Endoscopic Removal of Cisternal Neurocysticercal Cysts

Tooraj Gravori, M.D., Thomas Steineke, M.D., Ph.D.

Disclosures

Neurosurg Focus. 2002;12(6) 

In This Article

Clinical Material and Methods

We reviewed the medical records of three cases in which patients with symptomatic cisternal cysticercosis underwent endoscopic surgery, performed by the senior author (M.B.) at Harbor-UCLA Medical Center between January 1997 and December 2001. The patients were adults who had emigrated from Mexico to the Los Angeles area. In general, all three patients presented with progressive symptoms relating to mass effect and hydrocephalus. Each patient underwent placement of a ventriculostomy drain on admission for the treatment of hydrocephalus, and intravenous dexamethasone and antiepileptic therapy was initiated preoperatively. None received any anthelmintic agents. A summary of clinical data, neuroimaging findings, surgical management, and outcome is provided in Table 1 .

In each case, the cisternal cysts were approached via a transventricular corridor (Figs. 1-3). In two cases (Cases 1 [Fig. 1] and 3 [Fig. 3], Table 1 ), cysts superior or anterior to the third ventricle were reached by perforating the overlying septum pellucidum (Videos 1 and 3). In the patient in Case 2 (Video 2), the quadrigeminal cistern was entered by opening the extended trigone ependyma. Once within the cistern, the NCC cysts were easily identified. Both flexible-and rigid-lens endoscopes were used. All cysts were ruptured in the process of resection. The cystic yellowish content and scolex were evacuated. The cyst wall was resected using a micrograsper that extended through the working port of the endoscope.

Case 1. Axial T1-weighted MR images (left and center) demonstrating nonenhancing interhemispheric and left premesencephalic cysts. Midsagittal T1-weighted MR image demonstrating the extent of the NCC cyst.

Case 2. Postventriculostomy CT scans revealing a right quadrigeminal cyst that extends into the atrium of the right lateral ventricle.

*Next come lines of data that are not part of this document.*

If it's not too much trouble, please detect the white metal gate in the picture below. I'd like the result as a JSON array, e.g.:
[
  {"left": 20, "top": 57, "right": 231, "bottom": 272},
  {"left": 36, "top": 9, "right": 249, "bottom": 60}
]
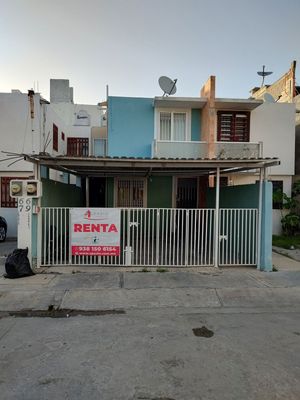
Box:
[{"left": 40, "top": 207, "right": 258, "bottom": 267}]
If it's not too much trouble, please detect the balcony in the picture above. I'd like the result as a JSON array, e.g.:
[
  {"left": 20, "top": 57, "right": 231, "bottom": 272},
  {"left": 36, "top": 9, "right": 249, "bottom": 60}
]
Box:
[
  {"left": 152, "top": 140, "right": 262, "bottom": 159},
  {"left": 214, "top": 142, "right": 263, "bottom": 158},
  {"left": 152, "top": 140, "right": 208, "bottom": 158}
]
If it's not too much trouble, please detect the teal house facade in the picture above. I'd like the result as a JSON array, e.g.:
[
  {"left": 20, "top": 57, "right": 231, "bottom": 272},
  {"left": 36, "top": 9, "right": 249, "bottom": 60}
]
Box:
[{"left": 27, "top": 77, "right": 279, "bottom": 271}]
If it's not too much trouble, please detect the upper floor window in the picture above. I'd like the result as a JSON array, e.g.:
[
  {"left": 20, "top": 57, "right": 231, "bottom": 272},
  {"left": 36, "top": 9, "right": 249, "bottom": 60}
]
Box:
[
  {"left": 67, "top": 137, "right": 89, "bottom": 157},
  {"left": 52, "top": 124, "right": 58, "bottom": 151},
  {"left": 94, "top": 138, "right": 107, "bottom": 157},
  {"left": 218, "top": 111, "right": 250, "bottom": 142},
  {"left": 0, "top": 176, "right": 27, "bottom": 208},
  {"left": 272, "top": 181, "right": 283, "bottom": 210},
  {"left": 157, "top": 110, "right": 191, "bottom": 141},
  {"left": 115, "top": 178, "right": 146, "bottom": 207}
]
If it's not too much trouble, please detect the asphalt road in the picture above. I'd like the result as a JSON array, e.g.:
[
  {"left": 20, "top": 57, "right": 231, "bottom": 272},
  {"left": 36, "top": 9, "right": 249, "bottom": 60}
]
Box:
[{"left": 0, "top": 269, "right": 300, "bottom": 400}]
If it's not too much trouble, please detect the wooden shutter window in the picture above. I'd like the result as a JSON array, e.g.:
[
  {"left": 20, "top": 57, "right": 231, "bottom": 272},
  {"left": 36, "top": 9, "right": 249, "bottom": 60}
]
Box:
[
  {"left": 67, "top": 137, "right": 89, "bottom": 157},
  {"left": 218, "top": 111, "right": 250, "bottom": 142}
]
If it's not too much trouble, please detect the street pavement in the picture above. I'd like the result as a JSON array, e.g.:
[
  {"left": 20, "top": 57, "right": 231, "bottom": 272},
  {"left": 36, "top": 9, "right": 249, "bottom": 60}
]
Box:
[{"left": 0, "top": 239, "right": 300, "bottom": 400}]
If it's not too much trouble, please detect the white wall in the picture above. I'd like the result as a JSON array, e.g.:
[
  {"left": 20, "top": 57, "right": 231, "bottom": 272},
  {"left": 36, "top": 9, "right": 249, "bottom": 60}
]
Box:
[
  {"left": 0, "top": 207, "right": 18, "bottom": 238},
  {"left": 250, "top": 103, "right": 295, "bottom": 175},
  {"left": 0, "top": 93, "right": 41, "bottom": 171}
]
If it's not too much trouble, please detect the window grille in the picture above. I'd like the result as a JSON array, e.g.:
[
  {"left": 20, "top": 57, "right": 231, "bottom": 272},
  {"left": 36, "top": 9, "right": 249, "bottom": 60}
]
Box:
[
  {"left": 117, "top": 179, "right": 145, "bottom": 207},
  {"left": 67, "top": 137, "right": 89, "bottom": 157},
  {"left": 218, "top": 111, "right": 250, "bottom": 142}
]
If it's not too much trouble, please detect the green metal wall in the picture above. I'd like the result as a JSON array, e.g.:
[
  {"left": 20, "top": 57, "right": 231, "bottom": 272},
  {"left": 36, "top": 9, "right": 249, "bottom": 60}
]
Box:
[
  {"left": 41, "top": 179, "right": 84, "bottom": 207},
  {"left": 106, "top": 178, "right": 114, "bottom": 207},
  {"left": 206, "top": 184, "right": 259, "bottom": 208}
]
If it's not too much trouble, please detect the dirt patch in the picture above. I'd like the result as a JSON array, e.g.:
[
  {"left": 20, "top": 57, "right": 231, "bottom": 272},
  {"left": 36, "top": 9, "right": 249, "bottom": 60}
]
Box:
[{"left": 193, "top": 326, "right": 214, "bottom": 338}]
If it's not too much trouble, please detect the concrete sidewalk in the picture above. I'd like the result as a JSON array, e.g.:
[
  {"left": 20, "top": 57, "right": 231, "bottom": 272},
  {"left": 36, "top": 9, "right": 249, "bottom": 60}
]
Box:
[
  {"left": 0, "top": 269, "right": 300, "bottom": 311},
  {"left": 0, "top": 250, "right": 300, "bottom": 400}
]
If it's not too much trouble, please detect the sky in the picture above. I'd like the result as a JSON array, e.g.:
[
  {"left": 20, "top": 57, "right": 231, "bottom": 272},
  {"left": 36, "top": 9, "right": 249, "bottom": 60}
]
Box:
[{"left": 0, "top": 0, "right": 300, "bottom": 104}]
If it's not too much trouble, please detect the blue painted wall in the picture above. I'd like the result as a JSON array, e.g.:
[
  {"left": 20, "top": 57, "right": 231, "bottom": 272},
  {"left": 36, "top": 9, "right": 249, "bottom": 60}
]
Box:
[
  {"left": 258, "top": 182, "right": 273, "bottom": 272},
  {"left": 108, "top": 96, "right": 154, "bottom": 157},
  {"left": 191, "top": 109, "right": 201, "bottom": 141}
]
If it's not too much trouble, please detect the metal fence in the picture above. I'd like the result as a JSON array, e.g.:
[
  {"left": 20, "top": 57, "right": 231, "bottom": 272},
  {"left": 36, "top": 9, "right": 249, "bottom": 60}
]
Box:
[{"left": 40, "top": 207, "right": 257, "bottom": 267}]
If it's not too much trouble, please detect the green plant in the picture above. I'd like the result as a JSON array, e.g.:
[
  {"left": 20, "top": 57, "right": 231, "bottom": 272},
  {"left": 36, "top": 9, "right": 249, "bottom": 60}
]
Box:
[
  {"left": 281, "top": 213, "right": 300, "bottom": 236},
  {"left": 273, "top": 181, "right": 300, "bottom": 236}
]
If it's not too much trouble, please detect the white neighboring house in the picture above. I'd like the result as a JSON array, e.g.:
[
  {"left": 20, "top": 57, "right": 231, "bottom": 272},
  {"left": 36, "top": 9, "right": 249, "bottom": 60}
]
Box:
[
  {"left": 0, "top": 79, "right": 104, "bottom": 237},
  {"left": 223, "top": 103, "right": 295, "bottom": 234},
  {"left": 0, "top": 90, "right": 66, "bottom": 237},
  {"left": 50, "top": 79, "right": 107, "bottom": 182}
]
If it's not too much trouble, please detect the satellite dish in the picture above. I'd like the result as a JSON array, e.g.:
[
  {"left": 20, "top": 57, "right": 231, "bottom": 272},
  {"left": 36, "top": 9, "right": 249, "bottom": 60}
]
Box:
[
  {"left": 263, "top": 93, "right": 276, "bottom": 103},
  {"left": 257, "top": 65, "right": 273, "bottom": 86},
  {"left": 158, "top": 76, "right": 177, "bottom": 96}
]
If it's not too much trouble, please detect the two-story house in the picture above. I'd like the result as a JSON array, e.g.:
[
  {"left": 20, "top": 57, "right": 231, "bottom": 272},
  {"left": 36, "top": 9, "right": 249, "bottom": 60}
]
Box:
[{"left": 22, "top": 77, "right": 294, "bottom": 270}]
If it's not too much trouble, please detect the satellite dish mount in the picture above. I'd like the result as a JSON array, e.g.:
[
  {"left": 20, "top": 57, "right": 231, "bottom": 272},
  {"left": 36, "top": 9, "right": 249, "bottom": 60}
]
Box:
[
  {"left": 158, "top": 76, "right": 177, "bottom": 97},
  {"left": 257, "top": 65, "right": 273, "bottom": 87}
]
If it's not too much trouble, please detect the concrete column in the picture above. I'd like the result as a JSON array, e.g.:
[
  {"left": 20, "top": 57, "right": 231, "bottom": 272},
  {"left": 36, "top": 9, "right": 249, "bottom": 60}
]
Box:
[
  {"left": 85, "top": 177, "right": 90, "bottom": 207},
  {"left": 214, "top": 167, "right": 220, "bottom": 268},
  {"left": 257, "top": 168, "right": 273, "bottom": 272}
]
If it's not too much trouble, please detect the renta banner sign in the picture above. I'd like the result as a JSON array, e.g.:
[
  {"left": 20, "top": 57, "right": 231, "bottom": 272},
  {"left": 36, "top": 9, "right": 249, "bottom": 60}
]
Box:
[{"left": 71, "top": 208, "right": 121, "bottom": 256}]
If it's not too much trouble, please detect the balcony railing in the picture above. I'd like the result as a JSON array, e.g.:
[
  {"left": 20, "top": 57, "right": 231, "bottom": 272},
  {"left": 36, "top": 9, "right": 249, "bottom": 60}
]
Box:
[
  {"left": 152, "top": 140, "right": 208, "bottom": 158},
  {"left": 214, "top": 142, "right": 263, "bottom": 158},
  {"left": 152, "top": 140, "right": 262, "bottom": 159}
]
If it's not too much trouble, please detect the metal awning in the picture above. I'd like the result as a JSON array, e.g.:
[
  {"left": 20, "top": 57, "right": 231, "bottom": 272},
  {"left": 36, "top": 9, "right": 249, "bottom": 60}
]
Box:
[{"left": 24, "top": 154, "right": 280, "bottom": 177}]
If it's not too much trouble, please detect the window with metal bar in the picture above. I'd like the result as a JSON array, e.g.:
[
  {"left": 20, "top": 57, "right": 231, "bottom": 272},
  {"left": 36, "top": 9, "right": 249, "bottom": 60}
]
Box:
[
  {"left": 67, "top": 137, "right": 89, "bottom": 157},
  {"left": 1, "top": 176, "right": 28, "bottom": 208},
  {"left": 117, "top": 179, "right": 145, "bottom": 207},
  {"left": 159, "top": 111, "right": 187, "bottom": 141},
  {"left": 218, "top": 111, "right": 250, "bottom": 142}
]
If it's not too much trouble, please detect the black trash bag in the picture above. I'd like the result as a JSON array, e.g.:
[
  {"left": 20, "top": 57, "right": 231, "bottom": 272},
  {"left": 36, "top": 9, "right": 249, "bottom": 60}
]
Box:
[{"left": 5, "top": 248, "right": 34, "bottom": 279}]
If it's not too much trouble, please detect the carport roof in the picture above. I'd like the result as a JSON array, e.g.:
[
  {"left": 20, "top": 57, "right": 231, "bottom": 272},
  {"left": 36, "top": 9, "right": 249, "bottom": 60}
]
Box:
[{"left": 24, "top": 153, "right": 280, "bottom": 177}]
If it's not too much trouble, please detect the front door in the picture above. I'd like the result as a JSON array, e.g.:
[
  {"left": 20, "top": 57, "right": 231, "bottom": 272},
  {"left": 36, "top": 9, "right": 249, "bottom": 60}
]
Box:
[{"left": 176, "top": 178, "right": 198, "bottom": 208}]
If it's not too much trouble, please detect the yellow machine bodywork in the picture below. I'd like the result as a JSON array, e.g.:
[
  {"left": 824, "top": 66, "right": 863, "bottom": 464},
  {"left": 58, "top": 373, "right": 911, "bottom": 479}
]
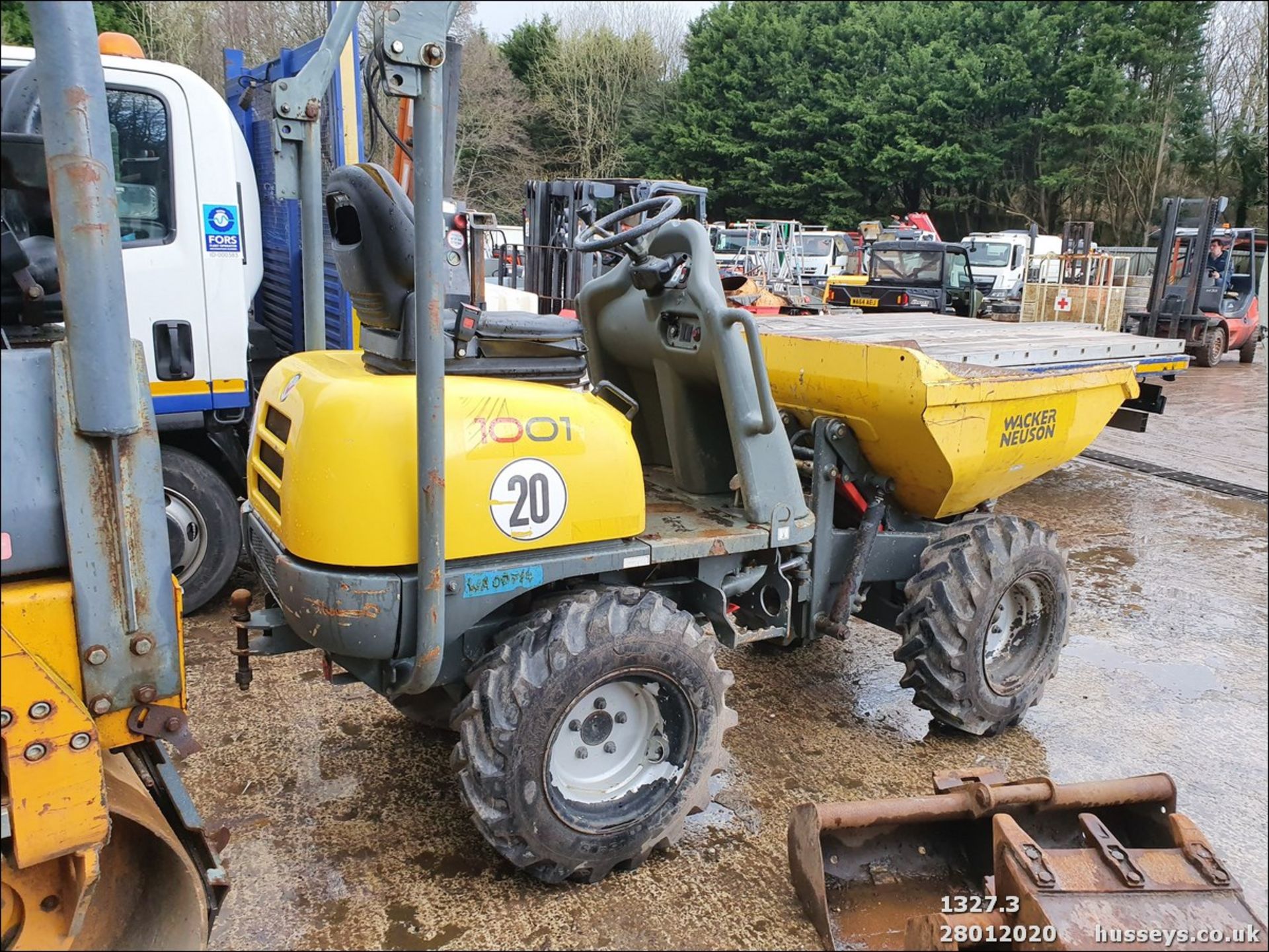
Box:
[
  {"left": 0, "top": 578, "right": 207, "bottom": 949},
  {"left": 761, "top": 334, "right": 1139, "bottom": 519},
  {"left": 821, "top": 274, "right": 868, "bottom": 305},
  {"left": 247, "top": 351, "right": 644, "bottom": 567}
]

Case 3. Left and Center: Axial MR images with and without gadolinium demonstrating a ring-enhancing lesion at the foramen of Monro. Right: Postgadolinium coronal MR image was better at demonstrating the cyst localized to the third ventricular vellum.

In two patients (Cases 1 and 2), multiple thin-walled, ballottable cysts were encountered. The cysts were torn when a transendoscopic instrument was used to grasp them. This allowed evacuation of the largest cysts and subtotal removal of a few of the smaller cysts that had been inaccessible. In Case 1, small cysts encountered behind (from the endoscopic perspective) the anterior cerebral vessels could not be completely removed. As with intraventricular cysts[8,9] the lesions were removed by withdrawing the endoscope instead of attempting to pull the cyst through the small instrumentation channel of the endoscope.

In Case 3, the cyst within the velum interpositum (tela choroidea of the third ventricle) (Video 3) was approached using two frontal burr holes for a two-port technique. Unlike the other two cases, this cyst showed a thick ring enhancement on gadolinium-enhanced MR imaging. A rigid-lens 30 angled endoscope was passed through one port and standard microsurgical instrumentation passed through a No. 14 F peel-away sheath via the other port. The cyst was quite thick walled, which allowed for gross-total removal.

No surgery-related complications resulting from endoscopic resection occurred. In the event of minor bleeding, continuous irrigation was effective in achieving hemostasis within minutes. In two of three patients (Cases 1 and 3), VP shunts were inserted. In one patient, who was returned to the operating room after resolution of meningitis, a CSF shunt was placed after he could not be weaned from external drainage. Based on the findings of CSF within the fourth ventricle and cisterna magna, a CSF shunt was placed in the other patient (Case 2).